“Here, the House of Representatives is investigating the single most deadly attack on the Capitol by domestic forces in the history of the United States. Lives were lost; blood was shed; portions of the Capitol building were badly damaged; and the lives of members of the House and Senate, as well as aides, staffers, and others who were working in the building, were endangered. They were forced to flee, preventing the legislators from completing their constitutional duties until the next day. “
The case turned on how courts should handle situations where a former president is seeking to overrule the decision by an incumbent president not to assert executive privilege.
“What Mr. Trump seeks is to have an Article III court intervene and nullify those judgments of the President and Congress, delay the Committee’s work, and derail the negotiations and accommodations that the Political Branches have made,” the appeals court said. “But essential to the rule of law is the principle that a former President must meet the same legal standards for obtaining preliminary injunctive relief as everyone else.
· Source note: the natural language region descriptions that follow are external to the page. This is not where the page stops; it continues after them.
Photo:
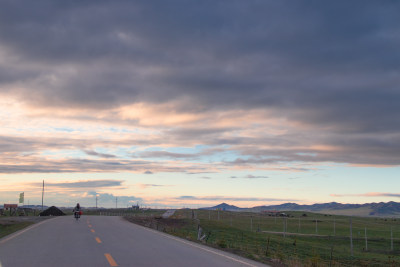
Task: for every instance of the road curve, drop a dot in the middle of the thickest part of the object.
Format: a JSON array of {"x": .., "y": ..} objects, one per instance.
[{"x": 106, "y": 241}]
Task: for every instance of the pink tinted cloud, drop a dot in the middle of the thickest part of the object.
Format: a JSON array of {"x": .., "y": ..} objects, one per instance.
[{"x": 369, "y": 194}]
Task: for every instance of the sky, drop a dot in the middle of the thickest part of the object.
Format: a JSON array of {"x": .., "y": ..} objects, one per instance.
[{"x": 184, "y": 103}]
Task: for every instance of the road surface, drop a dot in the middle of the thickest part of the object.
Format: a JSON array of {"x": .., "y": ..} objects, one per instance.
[{"x": 106, "y": 241}]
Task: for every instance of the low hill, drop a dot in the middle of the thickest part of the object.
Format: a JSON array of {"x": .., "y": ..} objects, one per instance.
[{"x": 380, "y": 209}]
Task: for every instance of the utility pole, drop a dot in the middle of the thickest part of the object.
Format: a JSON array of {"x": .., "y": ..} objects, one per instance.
[
  {"x": 351, "y": 237},
  {"x": 42, "y": 194},
  {"x": 334, "y": 227},
  {"x": 391, "y": 238}
]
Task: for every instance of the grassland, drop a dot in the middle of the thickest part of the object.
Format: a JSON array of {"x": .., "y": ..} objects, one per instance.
[{"x": 302, "y": 239}]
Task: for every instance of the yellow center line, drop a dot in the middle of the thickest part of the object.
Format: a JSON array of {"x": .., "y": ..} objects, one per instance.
[{"x": 111, "y": 261}]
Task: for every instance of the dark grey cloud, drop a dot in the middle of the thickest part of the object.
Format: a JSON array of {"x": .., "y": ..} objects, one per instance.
[
  {"x": 101, "y": 155},
  {"x": 332, "y": 66}
]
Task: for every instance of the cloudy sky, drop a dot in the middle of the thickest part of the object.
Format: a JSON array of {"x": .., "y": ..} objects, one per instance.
[{"x": 192, "y": 103}]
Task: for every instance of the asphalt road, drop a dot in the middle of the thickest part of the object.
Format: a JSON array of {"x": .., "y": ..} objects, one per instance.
[{"x": 106, "y": 241}]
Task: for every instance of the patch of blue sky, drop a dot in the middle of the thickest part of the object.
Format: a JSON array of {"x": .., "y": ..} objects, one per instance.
[
  {"x": 187, "y": 150},
  {"x": 307, "y": 154}
]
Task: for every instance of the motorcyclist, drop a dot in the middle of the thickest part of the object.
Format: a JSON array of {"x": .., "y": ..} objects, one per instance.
[{"x": 77, "y": 210}]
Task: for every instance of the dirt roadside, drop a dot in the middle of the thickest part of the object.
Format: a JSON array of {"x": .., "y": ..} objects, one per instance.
[{"x": 18, "y": 219}]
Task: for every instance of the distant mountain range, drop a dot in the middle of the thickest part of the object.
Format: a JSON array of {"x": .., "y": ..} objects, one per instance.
[{"x": 380, "y": 209}]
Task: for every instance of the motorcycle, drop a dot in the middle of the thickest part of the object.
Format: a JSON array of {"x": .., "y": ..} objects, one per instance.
[{"x": 77, "y": 214}]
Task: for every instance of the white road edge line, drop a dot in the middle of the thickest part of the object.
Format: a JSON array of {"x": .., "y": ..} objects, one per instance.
[
  {"x": 198, "y": 246},
  {"x": 20, "y": 232}
]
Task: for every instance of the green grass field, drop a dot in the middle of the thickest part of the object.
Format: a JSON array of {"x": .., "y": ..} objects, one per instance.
[{"x": 309, "y": 239}]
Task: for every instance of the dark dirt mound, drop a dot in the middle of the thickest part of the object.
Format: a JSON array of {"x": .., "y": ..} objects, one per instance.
[{"x": 52, "y": 211}]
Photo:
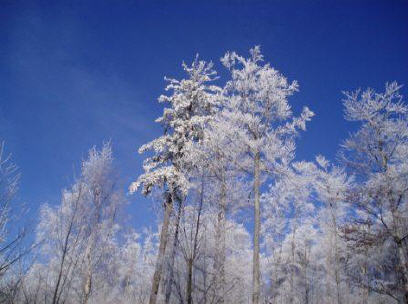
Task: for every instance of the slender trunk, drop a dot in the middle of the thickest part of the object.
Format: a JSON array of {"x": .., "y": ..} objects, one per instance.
[
  {"x": 404, "y": 268},
  {"x": 292, "y": 268},
  {"x": 189, "y": 287},
  {"x": 162, "y": 249},
  {"x": 191, "y": 260},
  {"x": 220, "y": 257},
  {"x": 257, "y": 228},
  {"x": 336, "y": 254},
  {"x": 169, "y": 282}
]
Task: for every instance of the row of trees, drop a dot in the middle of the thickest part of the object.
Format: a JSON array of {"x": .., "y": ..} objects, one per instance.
[{"x": 322, "y": 232}]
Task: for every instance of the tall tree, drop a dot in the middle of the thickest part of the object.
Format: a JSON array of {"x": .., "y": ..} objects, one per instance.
[
  {"x": 264, "y": 127},
  {"x": 377, "y": 154},
  {"x": 192, "y": 103}
]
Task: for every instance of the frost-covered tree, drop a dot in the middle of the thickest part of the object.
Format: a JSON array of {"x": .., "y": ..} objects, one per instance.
[
  {"x": 261, "y": 122},
  {"x": 377, "y": 154},
  {"x": 76, "y": 236},
  {"x": 192, "y": 102}
]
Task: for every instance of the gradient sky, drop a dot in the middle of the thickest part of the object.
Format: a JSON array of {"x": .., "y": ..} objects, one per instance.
[{"x": 76, "y": 73}]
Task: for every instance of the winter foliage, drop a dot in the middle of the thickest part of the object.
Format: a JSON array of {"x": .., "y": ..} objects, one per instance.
[{"x": 241, "y": 218}]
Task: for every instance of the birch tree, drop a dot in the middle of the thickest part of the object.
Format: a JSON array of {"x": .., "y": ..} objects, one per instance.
[
  {"x": 259, "y": 114},
  {"x": 192, "y": 103}
]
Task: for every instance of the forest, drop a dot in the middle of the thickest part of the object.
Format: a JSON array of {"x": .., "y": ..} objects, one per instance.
[{"x": 241, "y": 219}]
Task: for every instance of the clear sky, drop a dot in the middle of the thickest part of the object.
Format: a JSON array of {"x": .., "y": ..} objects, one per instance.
[{"x": 75, "y": 73}]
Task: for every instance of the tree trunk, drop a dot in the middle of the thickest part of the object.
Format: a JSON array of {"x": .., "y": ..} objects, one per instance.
[
  {"x": 404, "y": 268},
  {"x": 220, "y": 257},
  {"x": 189, "y": 288},
  {"x": 162, "y": 249},
  {"x": 257, "y": 228},
  {"x": 169, "y": 283}
]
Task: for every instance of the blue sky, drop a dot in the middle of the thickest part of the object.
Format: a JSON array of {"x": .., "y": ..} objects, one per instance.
[{"x": 76, "y": 73}]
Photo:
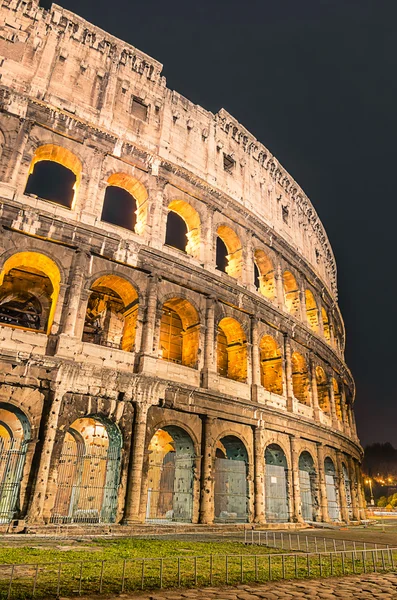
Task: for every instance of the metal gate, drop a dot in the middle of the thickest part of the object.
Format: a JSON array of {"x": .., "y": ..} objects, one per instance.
[
  {"x": 306, "y": 495},
  {"x": 348, "y": 491},
  {"x": 231, "y": 497},
  {"x": 277, "y": 510},
  {"x": 87, "y": 483},
  {"x": 12, "y": 460},
  {"x": 170, "y": 492}
]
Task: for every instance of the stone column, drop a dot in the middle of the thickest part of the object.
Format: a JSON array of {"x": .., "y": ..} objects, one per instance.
[
  {"x": 288, "y": 374},
  {"x": 316, "y": 408},
  {"x": 278, "y": 276},
  {"x": 36, "y": 509},
  {"x": 79, "y": 270},
  {"x": 259, "y": 477},
  {"x": 322, "y": 485},
  {"x": 207, "y": 475},
  {"x": 296, "y": 493},
  {"x": 342, "y": 490},
  {"x": 135, "y": 467},
  {"x": 209, "y": 345},
  {"x": 150, "y": 318}
]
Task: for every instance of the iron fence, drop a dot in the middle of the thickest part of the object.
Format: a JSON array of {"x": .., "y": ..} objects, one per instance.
[
  {"x": 306, "y": 543},
  {"x": 52, "y": 580}
]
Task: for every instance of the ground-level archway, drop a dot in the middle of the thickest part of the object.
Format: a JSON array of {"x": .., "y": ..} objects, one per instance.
[
  {"x": 308, "y": 487},
  {"x": 14, "y": 438},
  {"x": 170, "y": 476},
  {"x": 231, "y": 494},
  {"x": 88, "y": 472},
  {"x": 332, "y": 490},
  {"x": 276, "y": 485}
]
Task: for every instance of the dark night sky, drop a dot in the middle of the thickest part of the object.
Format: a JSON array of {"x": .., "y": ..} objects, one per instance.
[{"x": 315, "y": 81}]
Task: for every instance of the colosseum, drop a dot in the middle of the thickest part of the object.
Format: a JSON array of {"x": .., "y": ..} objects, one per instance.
[{"x": 172, "y": 350}]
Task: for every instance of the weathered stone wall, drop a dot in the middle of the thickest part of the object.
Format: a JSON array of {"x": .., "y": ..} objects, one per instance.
[{"x": 66, "y": 97}]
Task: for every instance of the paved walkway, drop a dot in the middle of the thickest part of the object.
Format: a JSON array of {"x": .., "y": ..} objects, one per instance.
[{"x": 360, "y": 587}]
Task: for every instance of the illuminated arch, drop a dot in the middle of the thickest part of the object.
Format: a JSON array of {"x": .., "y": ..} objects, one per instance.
[
  {"x": 234, "y": 256},
  {"x": 322, "y": 390},
  {"x": 62, "y": 156},
  {"x": 326, "y": 328},
  {"x": 266, "y": 274},
  {"x": 192, "y": 221},
  {"x": 179, "y": 332},
  {"x": 311, "y": 311},
  {"x": 138, "y": 193},
  {"x": 300, "y": 379},
  {"x": 232, "y": 350},
  {"x": 271, "y": 365},
  {"x": 291, "y": 294},
  {"x": 36, "y": 263},
  {"x": 112, "y": 313}
]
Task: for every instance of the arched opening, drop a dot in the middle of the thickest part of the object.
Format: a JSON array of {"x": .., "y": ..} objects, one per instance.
[
  {"x": 326, "y": 329},
  {"x": 170, "y": 476},
  {"x": 55, "y": 175},
  {"x": 119, "y": 208},
  {"x": 14, "y": 439},
  {"x": 323, "y": 391},
  {"x": 291, "y": 294},
  {"x": 338, "y": 400},
  {"x": 231, "y": 481},
  {"x": 183, "y": 228},
  {"x": 88, "y": 472},
  {"x": 271, "y": 365},
  {"x": 176, "y": 232},
  {"x": 125, "y": 203},
  {"x": 29, "y": 288},
  {"x": 348, "y": 491},
  {"x": 111, "y": 314},
  {"x": 300, "y": 379},
  {"x": 229, "y": 253},
  {"x": 266, "y": 281},
  {"x": 308, "y": 487},
  {"x": 331, "y": 490},
  {"x": 179, "y": 332},
  {"x": 232, "y": 350},
  {"x": 311, "y": 312},
  {"x": 276, "y": 485}
]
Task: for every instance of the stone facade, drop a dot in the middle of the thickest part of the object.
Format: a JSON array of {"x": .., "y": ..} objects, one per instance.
[{"x": 141, "y": 379}]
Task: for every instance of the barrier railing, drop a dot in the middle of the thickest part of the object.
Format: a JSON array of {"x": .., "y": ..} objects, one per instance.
[
  {"x": 306, "y": 543},
  {"x": 52, "y": 580}
]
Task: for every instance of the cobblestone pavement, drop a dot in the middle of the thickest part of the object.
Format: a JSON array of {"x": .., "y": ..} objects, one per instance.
[{"x": 362, "y": 587}]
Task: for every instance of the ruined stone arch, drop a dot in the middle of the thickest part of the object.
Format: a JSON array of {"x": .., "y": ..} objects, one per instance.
[
  {"x": 271, "y": 365},
  {"x": 233, "y": 264},
  {"x": 265, "y": 274},
  {"x": 60, "y": 186},
  {"x": 300, "y": 378},
  {"x": 311, "y": 311},
  {"x": 191, "y": 219},
  {"x": 132, "y": 198},
  {"x": 112, "y": 312},
  {"x": 323, "y": 390},
  {"x": 34, "y": 264},
  {"x": 179, "y": 332},
  {"x": 291, "y": 294},
  {"x": 231, "y": 350}
]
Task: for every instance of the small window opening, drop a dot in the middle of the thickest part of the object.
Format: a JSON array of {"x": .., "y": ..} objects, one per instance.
[
  {"x": 176, "y": 232},
  {"x": 52, "y": 181},
  {"x": 285, "y": 212},
  {"x": 139, "y": 108},
  {"x": 119, "y": 208},
  {"x": 228, "y": 163},
  {"x": 221, "y": 255}
]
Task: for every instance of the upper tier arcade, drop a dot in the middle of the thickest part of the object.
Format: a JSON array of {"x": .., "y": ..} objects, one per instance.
[{"x": 94, "y": 78}]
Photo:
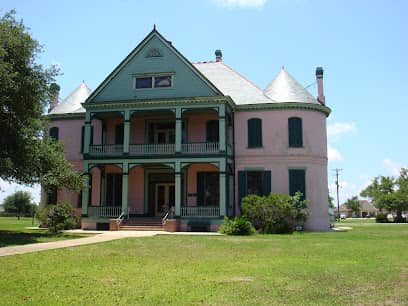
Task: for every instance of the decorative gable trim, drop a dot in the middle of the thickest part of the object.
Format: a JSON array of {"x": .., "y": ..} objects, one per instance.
[{"x": 150, "y": 53}]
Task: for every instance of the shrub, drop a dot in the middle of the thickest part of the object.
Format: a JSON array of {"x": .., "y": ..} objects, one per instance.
[
  {"x": 275, "y": 213},
  {"x": 237, "y": 226},
  {"x": 381, "y": 218},
  {"x": 58, "y": 217}
]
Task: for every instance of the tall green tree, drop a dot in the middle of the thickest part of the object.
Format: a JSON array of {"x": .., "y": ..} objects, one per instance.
[
  {"x": 354, "y": 205},
  {"x": 27, "y": 155},
  {"x": 19, "y": 203},
  {"x": 389, "y": 193}
]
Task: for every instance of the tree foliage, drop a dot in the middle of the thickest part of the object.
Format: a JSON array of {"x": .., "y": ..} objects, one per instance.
[
  {"x": 19, "y": 203},
  {"x": 27, "y": 155},
  {"x": 389, "y": 193},
  {"x": 354, "y": 205}
]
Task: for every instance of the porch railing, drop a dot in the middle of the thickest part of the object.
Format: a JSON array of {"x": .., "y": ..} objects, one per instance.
[
  {"x": 200, "y": 211},
  {"x": 105, "y": 211},
  {"x": 105, "y": 149},
  {"x": 200, "y": 147},
  {"x": 152, "y": 148}
]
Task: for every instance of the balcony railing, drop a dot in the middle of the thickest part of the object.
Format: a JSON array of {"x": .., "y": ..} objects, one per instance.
[
  {"x": 200, "y": 147},
  {"x": 152, "y": 148},
  {"x": 200, "y": 211},
  {"x": 105, "y": 149},
  {"x": 105, "y": 211}
]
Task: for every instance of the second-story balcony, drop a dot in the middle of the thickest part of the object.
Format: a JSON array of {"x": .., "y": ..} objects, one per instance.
[{"x": 155, "y": 149}]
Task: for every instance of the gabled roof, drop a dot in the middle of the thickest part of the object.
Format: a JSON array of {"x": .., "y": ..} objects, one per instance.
[
  {"x": 72, "y": 103},
  {"x": 232, "y": 84},
  {"x": 284, "y": 88},
  {"x": 135, "y": 51}
]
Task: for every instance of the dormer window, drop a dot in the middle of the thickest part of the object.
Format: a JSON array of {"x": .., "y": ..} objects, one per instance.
[{"x": 159, "y": 81}]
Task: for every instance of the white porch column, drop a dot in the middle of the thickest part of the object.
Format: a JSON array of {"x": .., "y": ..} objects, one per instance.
[
  {"x": 178, "y": 130},
  {"x": 177, "y": 187}
]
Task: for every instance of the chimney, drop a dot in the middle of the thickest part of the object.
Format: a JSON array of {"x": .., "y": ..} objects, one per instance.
[
  {"x": 319, "y": 78},
  {"x": 54, "y": 91},
  {"x": 218, "y": 56}
]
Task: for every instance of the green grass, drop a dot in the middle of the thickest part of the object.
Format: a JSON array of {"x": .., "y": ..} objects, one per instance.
[
  {"x": 366, "y": 265},
  {"x": 14, "y": 232}
]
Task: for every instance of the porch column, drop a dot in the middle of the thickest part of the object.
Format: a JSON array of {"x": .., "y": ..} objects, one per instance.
[
  {"x": 223, "y": 189},
  {"x": 126, "y": 132},
  {"x": 125, "y": 183},
  {"x": 221, "y": 127},
  {"x": 87, "y": 132},
  {"x": 85, "y": 196},
  {"x": 177, "y": 187},
  {"x": 178, "y": 130}
]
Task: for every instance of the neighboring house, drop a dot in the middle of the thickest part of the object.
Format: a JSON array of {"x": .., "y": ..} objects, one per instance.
[
  {"x": 161, "y": 134},
  {"x": 367, "y": 210}
]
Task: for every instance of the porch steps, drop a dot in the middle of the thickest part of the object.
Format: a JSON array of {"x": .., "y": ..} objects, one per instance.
[{"x": 142, "y": 224}]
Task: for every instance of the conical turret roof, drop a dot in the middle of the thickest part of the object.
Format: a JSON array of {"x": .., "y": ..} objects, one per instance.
[
  {"x": 72, "y": 103},
  {"x": 284, "y": 88}
]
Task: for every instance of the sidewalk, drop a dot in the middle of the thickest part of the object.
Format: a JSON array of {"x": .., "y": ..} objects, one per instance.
[{"x": 100, "y": 236}]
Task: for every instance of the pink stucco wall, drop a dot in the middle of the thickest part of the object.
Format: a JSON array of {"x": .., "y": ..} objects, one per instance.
[{"x": 276, "y": 156}]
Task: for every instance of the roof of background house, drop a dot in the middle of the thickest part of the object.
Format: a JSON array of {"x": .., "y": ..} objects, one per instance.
[
  {"x": 284, "y": 88},
  {"x": 72, "y": 103}
]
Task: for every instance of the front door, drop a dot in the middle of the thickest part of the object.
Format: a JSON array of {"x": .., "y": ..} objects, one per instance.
[{"x": 164, "y": 198}]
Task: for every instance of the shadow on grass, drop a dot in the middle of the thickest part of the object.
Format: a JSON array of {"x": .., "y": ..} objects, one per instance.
[{"x": 10, "y": 238}]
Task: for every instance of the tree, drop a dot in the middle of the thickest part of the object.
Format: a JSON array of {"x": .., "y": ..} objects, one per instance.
[
  {"x": 354, "y": 204},
  {"x": 27, "y": 155},
  {"x": 19, "y": 203},
  {"x": 390, "y": 193}
]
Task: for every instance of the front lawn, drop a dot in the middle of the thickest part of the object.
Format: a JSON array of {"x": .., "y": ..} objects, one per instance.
[
  {"x": 14, "y": 232},
  {"x": 365, "y": 266}
]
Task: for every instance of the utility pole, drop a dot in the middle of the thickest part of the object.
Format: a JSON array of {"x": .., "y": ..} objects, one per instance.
[{"x": 337, "y": 187}]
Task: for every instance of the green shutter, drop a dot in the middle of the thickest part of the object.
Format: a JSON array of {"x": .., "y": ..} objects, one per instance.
[
  {"x": 295, "y": 132},
  {"x": 242, "y": 186},
  {"x": 254, "y": 133},
  {"x": 266, "y": 183},
  {"x": 297, "y": 181}
]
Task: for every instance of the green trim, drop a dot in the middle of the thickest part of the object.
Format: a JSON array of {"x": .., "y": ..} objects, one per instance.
[{"x": 284, "y": 106}]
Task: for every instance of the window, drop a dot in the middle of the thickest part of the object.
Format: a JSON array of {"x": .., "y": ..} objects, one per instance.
[
  {"x": 295, "y": 132},
  {"x": 54, "y": 133},
  {"x": 254, "y": 133},
  {"x": 208, "y": 189},
  {"x": 297, "y": 182},
  {"x": 161, "y": 81},
  {"x": 212, "y": 131},
  {"x": 254, "y": 182}
]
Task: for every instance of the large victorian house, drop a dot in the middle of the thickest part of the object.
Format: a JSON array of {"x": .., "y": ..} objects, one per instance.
[{"x": 164, "y": 137}]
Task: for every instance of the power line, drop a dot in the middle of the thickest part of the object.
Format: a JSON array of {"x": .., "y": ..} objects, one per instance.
[{"x": 337, "y": 188}]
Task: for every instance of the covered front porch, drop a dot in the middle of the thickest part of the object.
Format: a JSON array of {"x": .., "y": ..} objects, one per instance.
[{"x": 181, "y": 189}]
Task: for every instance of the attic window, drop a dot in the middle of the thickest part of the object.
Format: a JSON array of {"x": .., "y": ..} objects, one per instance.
[{"x": 160, "y": 81}]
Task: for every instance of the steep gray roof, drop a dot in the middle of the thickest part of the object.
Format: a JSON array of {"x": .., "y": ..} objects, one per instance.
[
  {"x": 284, "y": 88},
  {"x": 72, "y": 103},
  {"x": 232, "y": 84}
]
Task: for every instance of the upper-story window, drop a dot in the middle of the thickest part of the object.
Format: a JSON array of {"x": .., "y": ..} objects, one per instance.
[
  {"x": 295, "y": 132},
  {"x": 254, "y": 133},
  {"x": 160, "y": 81},
  {"x": 54, "y": 133}
]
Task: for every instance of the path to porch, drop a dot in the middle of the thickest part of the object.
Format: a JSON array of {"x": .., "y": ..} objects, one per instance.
[{"x": 100, "y": 236}]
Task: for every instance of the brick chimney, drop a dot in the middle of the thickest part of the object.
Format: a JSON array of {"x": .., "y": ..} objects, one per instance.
[
  {"x": 218, "y": 56},
  {"x": 320, "y": 93},
  {"x": 54, "y": 90}
]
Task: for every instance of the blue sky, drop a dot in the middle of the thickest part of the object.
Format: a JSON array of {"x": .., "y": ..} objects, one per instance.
[{"x": 362, "y": 46}]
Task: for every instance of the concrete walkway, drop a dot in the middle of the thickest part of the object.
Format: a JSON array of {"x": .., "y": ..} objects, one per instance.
[{"x": 100, "y": 236}]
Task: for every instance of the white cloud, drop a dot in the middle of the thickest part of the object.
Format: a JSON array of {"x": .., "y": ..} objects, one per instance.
[
  {"x": 392, "y": 167},
  {"x": 7, "y": 189},
  {"x": 241, "y": 3},
  {"x": 340, "y": 128},
  {"x": 334, "y": 154}
]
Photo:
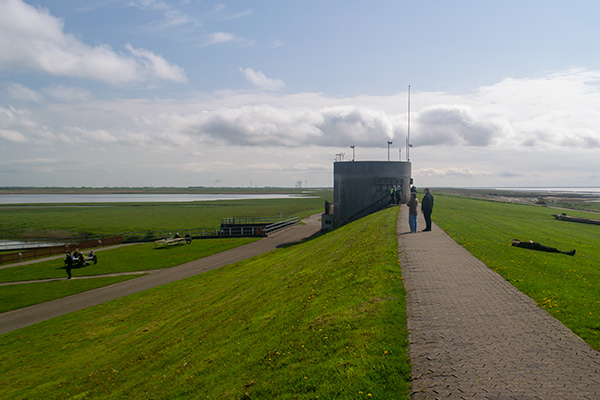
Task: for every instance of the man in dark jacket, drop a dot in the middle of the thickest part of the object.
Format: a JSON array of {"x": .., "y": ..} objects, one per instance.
[{"x": 427, "y": 209}]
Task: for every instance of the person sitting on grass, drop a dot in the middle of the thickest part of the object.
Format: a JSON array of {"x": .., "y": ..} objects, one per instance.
[
  {"x": 537, "y": 246},
  {"x": 92, "y": 257}
]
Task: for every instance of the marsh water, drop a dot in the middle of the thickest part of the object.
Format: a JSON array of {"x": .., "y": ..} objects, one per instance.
[{"x": 130, "y": 198}]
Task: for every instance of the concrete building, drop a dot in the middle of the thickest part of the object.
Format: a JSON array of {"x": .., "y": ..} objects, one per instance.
[{"x": 363, "y": 187}]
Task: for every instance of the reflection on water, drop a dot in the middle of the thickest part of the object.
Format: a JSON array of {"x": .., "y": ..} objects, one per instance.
[{"x": 130, "y": 198}]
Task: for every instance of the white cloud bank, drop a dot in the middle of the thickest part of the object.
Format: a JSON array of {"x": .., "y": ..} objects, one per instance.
[
  {"x": 540, "y": 131},
  {"x": 32, "y": 39}
]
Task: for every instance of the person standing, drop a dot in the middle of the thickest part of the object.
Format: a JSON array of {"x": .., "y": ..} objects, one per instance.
[
  {"x": 413, "y": 205},
  {"x": 427, "y": 209},
  {"x": 69, "y": 263}
]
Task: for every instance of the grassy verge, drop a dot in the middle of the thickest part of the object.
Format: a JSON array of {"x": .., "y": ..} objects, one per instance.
[
  {"x": 139, "y": 257},
  {"x": 567, "y": 287},
  {"x": 123, "y": 259},
  {"x": 60, "y": 220},
  {"x": 13, "y": 297},
  {"x": 322, "y": 319}
]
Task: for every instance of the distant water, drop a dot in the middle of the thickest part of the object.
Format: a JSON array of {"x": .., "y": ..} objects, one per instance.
[
  {"x": 574, "y": 190},
  {"x": 129, "y": 198}
]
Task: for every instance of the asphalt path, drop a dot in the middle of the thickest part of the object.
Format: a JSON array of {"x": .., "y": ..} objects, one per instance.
[{"x": 17, "y": 319}]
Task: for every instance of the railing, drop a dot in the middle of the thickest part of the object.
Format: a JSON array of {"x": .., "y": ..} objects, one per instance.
[
  {"x": 281, "y": 225},
  {"x": 250, "y": 220},
  {"x": 69, "y": 244}
]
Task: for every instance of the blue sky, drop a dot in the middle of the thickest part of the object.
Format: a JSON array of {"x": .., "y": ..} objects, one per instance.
[{"x": 266, "y": 93}]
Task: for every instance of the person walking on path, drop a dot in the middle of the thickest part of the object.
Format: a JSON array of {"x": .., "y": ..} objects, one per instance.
[
  {"x": 473, "y": 335},
  {"x": 413, "y": 205},
  {"x": 69, "y": 263},
  {"x": 427, "y": 209}
]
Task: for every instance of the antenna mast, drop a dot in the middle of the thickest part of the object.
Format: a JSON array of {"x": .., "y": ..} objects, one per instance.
[{"x": 408, "y": 136}]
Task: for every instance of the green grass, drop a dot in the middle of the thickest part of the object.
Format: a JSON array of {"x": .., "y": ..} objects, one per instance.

And former President Trump has failed that task.”
The National Archives was originally set to begin turning over records last month to Congress, but Trump’s lawsuit had put that on hold, potentially slowing parts of the House committee’s investigation.
The House said it needs the more than 700 pages of disputed Trump White House records — including records from close advisers such as then-chief of staff Mark Meadows
and press secretary Kayleigh McEnany — so it can learn more about Trump’s efforts in order for Congress to make laws that could protect future elections.
This story is breaking and will be updated.